Nem quem é a favor do impeachment quer o fim do SUS
Um levantamento feito numa das maiores manifestações pró-impeachment em agosto de 2015 mostrou que a maioria dos presentes é a favor que o Estado ofereça saúde e educação para os brasileiros. Também grande parte dos entrevistados quer que esses serviços sejam oferecidos gratuitamente. A pesquisa foi feita e coordenada por Pablo Ortellado, professor da USP, Esther Solano, da Unifesp, e Lucia Nader, da Open Society.
Interessante observar o vácuo de representatividade que essa pesquisa mostra. Temer não representa aqueles que foram às ruas pedir a saída do Dilma Rousseff. E, tampouco, representam os movimentos que organizaram as manifestações. Em entrevista ao El País, Fabio Ostermann, do Movimento Brasil Livre, disse ser “contra o Sistema Único de Saúde”.
Reação da sociedade civil
Enquanto isso, a sociedade civil está tentando ganhar uma luta por vez. O foco agora é tentar conter o avanço da PEC. Nessa luta, o Conselho Nacional de Saúde (CNS) enviou uma carta ao Senado para barrar a proposta. A entidade reitera que a emenda desrespeita a vontade popular “expressa em mais de 2,2 milhões de assinaturas que pediam por 10% das Receitas Correntes Brutas da União.”

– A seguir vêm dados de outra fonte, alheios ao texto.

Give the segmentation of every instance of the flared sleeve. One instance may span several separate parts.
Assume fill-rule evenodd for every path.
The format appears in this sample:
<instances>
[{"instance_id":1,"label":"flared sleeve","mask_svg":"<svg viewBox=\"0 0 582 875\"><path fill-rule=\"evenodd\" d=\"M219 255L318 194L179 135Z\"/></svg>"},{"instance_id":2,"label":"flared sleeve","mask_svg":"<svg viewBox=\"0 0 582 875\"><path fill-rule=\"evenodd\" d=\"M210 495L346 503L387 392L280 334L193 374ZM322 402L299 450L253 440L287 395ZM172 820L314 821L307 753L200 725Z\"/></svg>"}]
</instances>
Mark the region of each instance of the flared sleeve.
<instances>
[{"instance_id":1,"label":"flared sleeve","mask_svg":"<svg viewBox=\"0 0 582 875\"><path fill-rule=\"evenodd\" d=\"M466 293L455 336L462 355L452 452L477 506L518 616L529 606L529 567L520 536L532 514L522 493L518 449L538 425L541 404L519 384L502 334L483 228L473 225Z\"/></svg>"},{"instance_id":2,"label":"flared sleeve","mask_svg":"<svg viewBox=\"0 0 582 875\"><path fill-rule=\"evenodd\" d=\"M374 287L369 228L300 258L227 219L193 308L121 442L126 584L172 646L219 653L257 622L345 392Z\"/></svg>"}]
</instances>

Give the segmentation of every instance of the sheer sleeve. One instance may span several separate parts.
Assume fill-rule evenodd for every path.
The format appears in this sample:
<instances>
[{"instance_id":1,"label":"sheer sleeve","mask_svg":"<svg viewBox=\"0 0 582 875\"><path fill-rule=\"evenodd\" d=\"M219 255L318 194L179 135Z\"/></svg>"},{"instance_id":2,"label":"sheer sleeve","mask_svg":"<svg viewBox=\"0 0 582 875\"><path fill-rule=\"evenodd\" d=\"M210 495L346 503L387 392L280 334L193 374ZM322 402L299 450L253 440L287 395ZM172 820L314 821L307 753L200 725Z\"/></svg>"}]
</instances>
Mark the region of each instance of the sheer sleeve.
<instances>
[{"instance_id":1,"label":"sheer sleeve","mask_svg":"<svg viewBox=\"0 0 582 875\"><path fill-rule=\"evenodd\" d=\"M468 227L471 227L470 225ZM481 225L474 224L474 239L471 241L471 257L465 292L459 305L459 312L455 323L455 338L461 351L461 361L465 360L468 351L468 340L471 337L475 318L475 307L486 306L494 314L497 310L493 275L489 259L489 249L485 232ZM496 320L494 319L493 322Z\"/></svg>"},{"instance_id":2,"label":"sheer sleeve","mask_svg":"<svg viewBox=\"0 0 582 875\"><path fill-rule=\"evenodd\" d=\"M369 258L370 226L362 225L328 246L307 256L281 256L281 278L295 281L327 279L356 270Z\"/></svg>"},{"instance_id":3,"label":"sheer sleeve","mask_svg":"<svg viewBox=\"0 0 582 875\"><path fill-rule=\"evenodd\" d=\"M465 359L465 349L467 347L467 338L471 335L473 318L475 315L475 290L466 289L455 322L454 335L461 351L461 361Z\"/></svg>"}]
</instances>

O CNS também diz que a emenda vai acabar com as condições do SUS, que já não são adequadas. “Será a redução da capacidade de financiamento já insuficiente para o SUS constitucional”, diz.
“Em outros termos, diante do aumento dos casos de dengue, vírus Zika, H1N1 e outras doenças relacionadas e diante dos cálculos feitos por especialistas de que a insuficiência orçamentária tem crescido desde 2014, atingindo neste ano a cifra superior a R $ 20 bilhões para manter o padrão de gastos de dois anos antes, o Senado Federal poderá deteriorar as condições materiais de atendimento de saúde à população.”
O médico sanitarista Hêider Aurélio Pinto, que já foi diretor do Departamento de Atenção Básica do Ministério da Saúde, diz em artigo que o PMDB ensaia uma “tempestade” para o Sistema Único de Saúde que viabilizaria o total desmonte do sistema.
A satisfação com o SUS, diz ele, tenderia a minguar com um sistema cada vez mais subfinanciado, abrindo espaço para propostas duvidosas, como o Projeto de Emenda Constitucional 451/2014, de autoria de Eduardo Cunha (PMDB-RJ), de cobrar pelo SUS. Foi com base nele que Renan Calheiros (PMDB-AL) montou o seu projeto de saúde pública na Agenda Brasil.